Hints accumulate and become unmanageable. As the number of hints grows, it becomes difficult to track which statements are affected and whether each hint is still active.
Statement outline stores hints at the database level and applies them automatically, solving all three problems without requiring application changes.
Key concepts
| Term | Description |
|---|---|
| Hint | An annotation embedded in a SQL statement that directs the optimizer to generate a specific execution plan. |
| Outline | A set of hints stored in the database and associated with a specific SQL statement via its SQL_ID. |
| Outline DDL | Operations on outlines: creation, deletion, and status modification. |
| SQL_ID | A unique identifier automatically generated by the database for each normalized SQL statement. Statement outline uses SQL_ID to match incoming queries. |
Prerequisites
Before you begin, ensure that you have:
A PolarDB for PostgreSQL (Compatible with Oracle) cluster running version 2.0, revision version 2.0.14.28.0 or later. Run the following statement to check your revision version:
SHOW polar_version;To upgrade your cluster, see Upgrade the version.
The pg_hint_plan extension version 1.4.1 or later installed. For installation instructions, see pg_hint_plan.
Performance considerations
Statement outline uses a high-concurrency cache to minimize runtime overhead. After you enable the feature and add outlines, SysBench stress tests show a decrease of only 1%–2% in TPS and QPS.
Enable statement outline
Verify that the pg_hint_plan extension is installed and meets the version requirement:
Extension not installed:
CREATE EXTENSION IF NOT EXISTS pg_hint_plan;Extension version earlier than 1.4.1:
ALTER EXTENSION pg_hint_plan UPDATE;
Use an account with the necessary permissions to run the following statements.
SELECT extname, extversion >= '1.4.1' AS outline_version_ok FROM pg_extension WHERE extname = 'pg_hint_plan';The following output confirms the extension is installed and the version is sufficient:
extname | outline_version_ok -------------+-------------------- pg_hint_plan | t (1 row)If the extension is missing or outdated, run the appropriate statement:
Set
pg_hint_plan.polar_enable_outlinetoon. This change takes effect immediately without a cluster restart. For instructions on setting cluster parameters in the PolarDB console, see .
Use statement outline
Create an outline
Use hint_plan.create_outline() to create an outline. Pass the SQL statement with the hints you want to fix. The function extracts the hints automatically and stores them as an outline.

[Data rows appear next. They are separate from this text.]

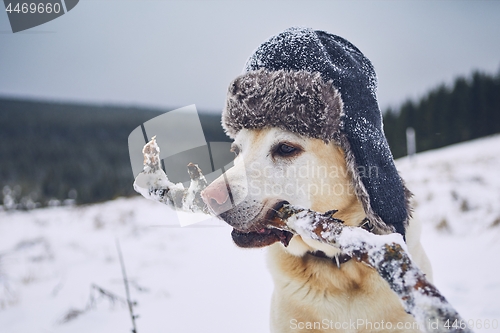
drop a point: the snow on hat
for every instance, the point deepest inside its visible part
(321, 86)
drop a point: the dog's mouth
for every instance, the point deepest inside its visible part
(263, 233)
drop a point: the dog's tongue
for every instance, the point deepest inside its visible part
(261, 238)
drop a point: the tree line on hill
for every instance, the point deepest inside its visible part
(52, 153)
(466, 110)
(61, 152)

CALL hint_plan.create_outline($$ SELECT /*+ Set(enable_bitmapscan off) */ * FROM t WHERE a = 1 $$);View outlines
Query the hint_plan.outlines_status view to see all outlines in the current database:
SELECT * FROM hint_plan.outlines_status;The view returns the following columns:
| Column | Data type | Description |
|---|---|---|
id | BIGINT | Primary key. Auto-generated by the system. Used to identify the outline in enable, disable, and delete operations. |
sql_id | BIGINT | The SQL_ID of the SQL statement for which the outline was created. |
hints | TEXT | The hints stored in this outline. |
state | CHARACTER(1) | Whether the outline is active. Y = enabled; N = disabled. |
depends_rels | TEXT[] | The relations that the execution plan generated by this outline depends on. |
query_string | TEXT | The SQL statement used to create the outline. |
create_user | TEXT | The user who created the outline. |
create_time | TIMESTAMP WITHOUT TIME ZONE | The time when the outline was created. |
total_hints | TEXT | The combined hints applied to the SQL statement matching this SQL_ID. If multiple outlines share the same SQL_ID, their hints are aggregated in outline ID order. |
calls | BIGINT | The number of times this outline has been matched and applied. |
Enable or disable an outline
Use hint_plan.enable_outline() and hint_plan.disable_outline() to toggle an outline by its ID.
-- Query outline IDs.
SELECT id, sql_id, hints, state FROM hint_plan.outlines_status;
-- Enable the outline with ID 1.
CALL hint_plan.enable_outline(1);
-- Disable the outline with ID 1.
CALL hint_plan.disable_outline(1);Delete an outline
Use hint_plan.del_outline() to permanently remove an outline by its ID.
-- Query outline IDs.
SELECT id, sql_id, hints, state FROM hint_plan.outlines_status;
-- Delete the outline with ID 1.
CALL hint_plan.del_outline(1);Usage notes
SQL_ID matching rules
The database normalizes SQL statements before computing SQL_IDs. The following differences are ignored during matching:
Whitespace: spaces, line breaks, and comments.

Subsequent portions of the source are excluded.